Technical information
- Licensing authority: FCC
- Facility ID: 29658
- Class: D
- Power: 1,000 watts day 250 watts critical hours
- Translators: 95.9 W240BO (Woodruff) 101.7 W269DM (Woodruff)

Links
- Public license information: Public file; LMS;
- Webcast: Listen Live
- Website: wqul1017.com

= WQUL =

WQUL (1510 AM) is a daytime-only classic hits radio station located in Woodruff, South Carolina, south of the Greenville-Spartanburg area. The station is licensed by the Federal Communications Commission (FCC) to broadcast with a power of 1,000 watts during the day and 250 watts during critical hours. WQUL also broadcasts at 95.9 FM on translator W240BO and at 101.7 FM on translator W269DM.

==History==
The station formerly operated a southern gospel format until purchased in 2004 by T.C. Lewis. Lewis changed the format a few times before he found the niche in Oldies, featuring music from the 1950s, 1960s, 1970s, and Beach. He has 23 years of experience in radio in both AM and FM formats. When T.C. bought WDRF 1510, he wanted to take the station and make it community affiliated. WQUL accomplishes this by carrying all the Woodruff Wolverine Football, Baseball, Soccer, and Softball games, and also keeps the citizens of Woodruff and Southern Spartanburg County informed on events in the area.
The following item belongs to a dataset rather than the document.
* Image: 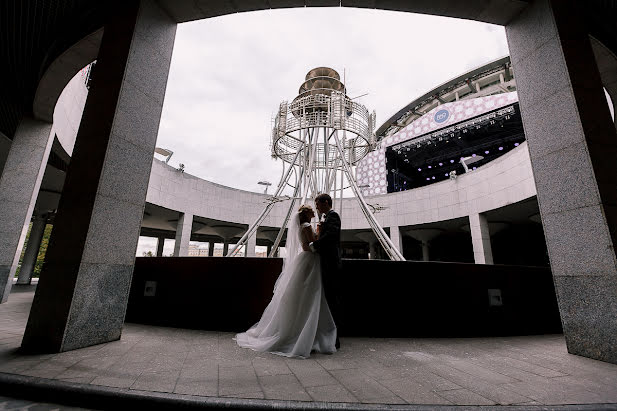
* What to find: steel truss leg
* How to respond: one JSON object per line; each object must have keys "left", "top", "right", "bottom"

The station is also an affiliate of the Tar Heel Sports Network; carrying both football and basketball games.

On March 1, 2015, WQUL switched from classic hits to classic country.

Effective December 5, 2019, BJL Broadcasting sold WQUL and translator W269DM to Bob Corlew's New Mountains to Climb, LLC for $70,000.